First Circuit Skirts the Issue of the Scope of the False Claims Act Regarding FDC Act Violations
December 9, 2013By John R. Fleder –
On August 8, 2013, we reported on a brief filed by the Department of Justice in United States ex rel. Ge v. Takeda Pharmaceutical Company Limited. The case involves the defendants’ alleged failure to timely report to FDA adverse drug events associated with certain drugs.

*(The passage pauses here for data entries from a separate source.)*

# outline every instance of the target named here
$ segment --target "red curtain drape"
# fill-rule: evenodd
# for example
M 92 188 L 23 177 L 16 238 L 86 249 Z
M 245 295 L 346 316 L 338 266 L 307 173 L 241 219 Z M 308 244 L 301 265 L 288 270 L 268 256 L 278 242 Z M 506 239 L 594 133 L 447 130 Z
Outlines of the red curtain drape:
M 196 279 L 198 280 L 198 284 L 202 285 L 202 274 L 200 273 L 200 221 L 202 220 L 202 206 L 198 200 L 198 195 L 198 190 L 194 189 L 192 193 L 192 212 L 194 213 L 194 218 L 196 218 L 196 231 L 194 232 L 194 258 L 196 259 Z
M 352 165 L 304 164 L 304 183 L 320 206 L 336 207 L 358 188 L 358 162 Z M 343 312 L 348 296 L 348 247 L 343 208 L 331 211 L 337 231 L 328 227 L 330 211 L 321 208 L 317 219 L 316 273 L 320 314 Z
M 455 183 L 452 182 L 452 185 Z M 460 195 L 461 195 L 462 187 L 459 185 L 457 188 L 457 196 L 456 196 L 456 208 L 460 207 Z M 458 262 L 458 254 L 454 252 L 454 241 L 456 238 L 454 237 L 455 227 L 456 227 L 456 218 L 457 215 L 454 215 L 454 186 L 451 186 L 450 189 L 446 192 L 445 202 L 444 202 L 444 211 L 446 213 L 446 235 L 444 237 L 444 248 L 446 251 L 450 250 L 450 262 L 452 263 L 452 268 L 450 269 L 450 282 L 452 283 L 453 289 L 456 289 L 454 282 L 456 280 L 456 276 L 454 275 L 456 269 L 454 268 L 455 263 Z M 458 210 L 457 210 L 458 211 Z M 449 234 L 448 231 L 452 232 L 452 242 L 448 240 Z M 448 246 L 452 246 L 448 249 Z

The government’s brief asserted that the court below had erred in relying on FDA’s Citizen Petition procedures as an “alternative administrative mechanism” that bars FCA actions. The brief also argued that failure to report adverse events to FDA can theoretically form the basis for FCA liability. The brief stated that pharmaceutical companies must report adverse events associated with their drugs to FDA. The government indicated that FDA approval is relevant to whether the government can reimburse for drugs under some government programs. The relator claimed that all of the claims for reimbursement submitted with regard to Takeda’s drugs were “false” because Takeda had not properly filed adverse events reports. The government concluded that the circumstances where a failure to report an adverse event could form the basis for FCA liability are “rare.” Indeed, the government stated that simply “alleging that a company failed to comply with FDA’s adverse event reporting requirements is insufficient to state an FCA claim.” The government further argued that compliance with the FDCA’s adverse event reporting requirements “is not, in itself, a material precondition of payment under Medicare or Medicaid.” In the government’s view, only when it is determined that the unreported adverse events “are so serious that the FDA would have withdrawn a drug’s approval for all indications had these events been properly reported” would the failure to report be material to the government’s payment decisions, and thus trigger a potential FCA action.

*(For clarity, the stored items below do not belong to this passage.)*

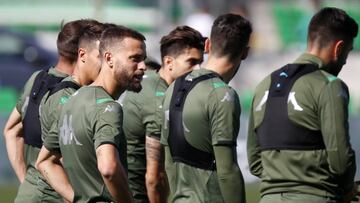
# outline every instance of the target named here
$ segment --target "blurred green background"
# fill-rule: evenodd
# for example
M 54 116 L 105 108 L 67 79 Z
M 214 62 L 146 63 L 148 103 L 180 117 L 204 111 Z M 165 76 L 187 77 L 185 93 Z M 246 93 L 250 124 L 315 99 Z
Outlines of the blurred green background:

On December 6, 2013, the United States Court of Appeals for the First Circuit affirmed the lower court’s decision dismissing the case. The Court of Appeals concluded that the Relator’s Complaint was legally deficient under Rule 9(b) of the Federal Rules of Civil Procedure because of the absence of evidence that the defendants’ alleged misconduct resulted in the submission of false claims or the making of false statements. The Court also ruled that relator had not timely raised certain issues, such as the belated claim that the False Claims Act was violated under a FDC Act misbranding theory.

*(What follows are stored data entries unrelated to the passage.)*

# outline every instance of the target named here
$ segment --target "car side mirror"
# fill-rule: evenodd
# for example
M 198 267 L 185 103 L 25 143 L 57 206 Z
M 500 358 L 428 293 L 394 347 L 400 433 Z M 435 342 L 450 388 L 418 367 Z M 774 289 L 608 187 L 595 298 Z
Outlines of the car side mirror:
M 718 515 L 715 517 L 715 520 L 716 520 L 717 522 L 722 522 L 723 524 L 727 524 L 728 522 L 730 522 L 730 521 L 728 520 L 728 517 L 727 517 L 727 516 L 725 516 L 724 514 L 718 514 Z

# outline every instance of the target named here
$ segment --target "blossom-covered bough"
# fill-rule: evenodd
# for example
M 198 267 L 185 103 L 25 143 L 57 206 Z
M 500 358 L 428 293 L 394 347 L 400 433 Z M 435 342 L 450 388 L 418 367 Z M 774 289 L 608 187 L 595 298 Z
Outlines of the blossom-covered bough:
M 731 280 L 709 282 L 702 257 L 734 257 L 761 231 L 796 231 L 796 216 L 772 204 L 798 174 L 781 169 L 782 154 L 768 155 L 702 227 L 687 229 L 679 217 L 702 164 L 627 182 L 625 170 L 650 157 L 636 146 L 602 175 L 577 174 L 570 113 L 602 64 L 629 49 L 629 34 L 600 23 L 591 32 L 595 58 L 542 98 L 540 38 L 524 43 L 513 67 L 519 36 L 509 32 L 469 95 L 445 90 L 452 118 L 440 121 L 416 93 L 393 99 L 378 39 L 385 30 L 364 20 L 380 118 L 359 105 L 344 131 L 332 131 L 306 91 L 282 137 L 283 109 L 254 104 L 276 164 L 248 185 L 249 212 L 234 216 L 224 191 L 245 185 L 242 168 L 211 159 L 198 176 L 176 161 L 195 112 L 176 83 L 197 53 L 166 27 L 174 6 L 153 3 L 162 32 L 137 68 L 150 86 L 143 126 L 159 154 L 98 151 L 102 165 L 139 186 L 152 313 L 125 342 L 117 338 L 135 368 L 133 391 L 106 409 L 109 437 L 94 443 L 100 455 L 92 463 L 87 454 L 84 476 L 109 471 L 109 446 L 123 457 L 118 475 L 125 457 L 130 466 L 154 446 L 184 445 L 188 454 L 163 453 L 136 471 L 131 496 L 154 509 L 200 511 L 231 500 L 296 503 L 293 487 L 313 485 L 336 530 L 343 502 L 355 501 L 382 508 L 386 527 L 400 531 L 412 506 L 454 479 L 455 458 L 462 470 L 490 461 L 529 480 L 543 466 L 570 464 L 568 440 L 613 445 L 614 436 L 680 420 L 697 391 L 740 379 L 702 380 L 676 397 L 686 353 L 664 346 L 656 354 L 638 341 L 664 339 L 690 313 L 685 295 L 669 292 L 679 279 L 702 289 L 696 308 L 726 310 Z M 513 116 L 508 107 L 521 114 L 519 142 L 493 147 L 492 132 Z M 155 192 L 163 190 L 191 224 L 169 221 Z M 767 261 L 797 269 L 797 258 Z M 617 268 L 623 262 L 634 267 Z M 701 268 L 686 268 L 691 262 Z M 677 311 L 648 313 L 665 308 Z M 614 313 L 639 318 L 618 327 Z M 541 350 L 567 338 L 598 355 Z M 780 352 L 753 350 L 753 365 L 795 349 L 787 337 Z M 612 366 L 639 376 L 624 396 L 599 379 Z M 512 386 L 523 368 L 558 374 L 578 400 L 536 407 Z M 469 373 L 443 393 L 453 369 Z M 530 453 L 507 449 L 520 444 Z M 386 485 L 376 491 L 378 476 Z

Unfortunately for those who were hoping for some clarity on the issue of the interplay between the False Claims Act and the FDC Act, the Court circumvented a ruling on that issue by affirming the dismissal on other grounds. Indeed, the Court made reference to DOJ’s brief only in a short footnote that neither adopted no rejected the approach suggested by DOJ. Thus, we will have to await another case to obtain clearer rulings from courts regarding the interplay between these two statutes.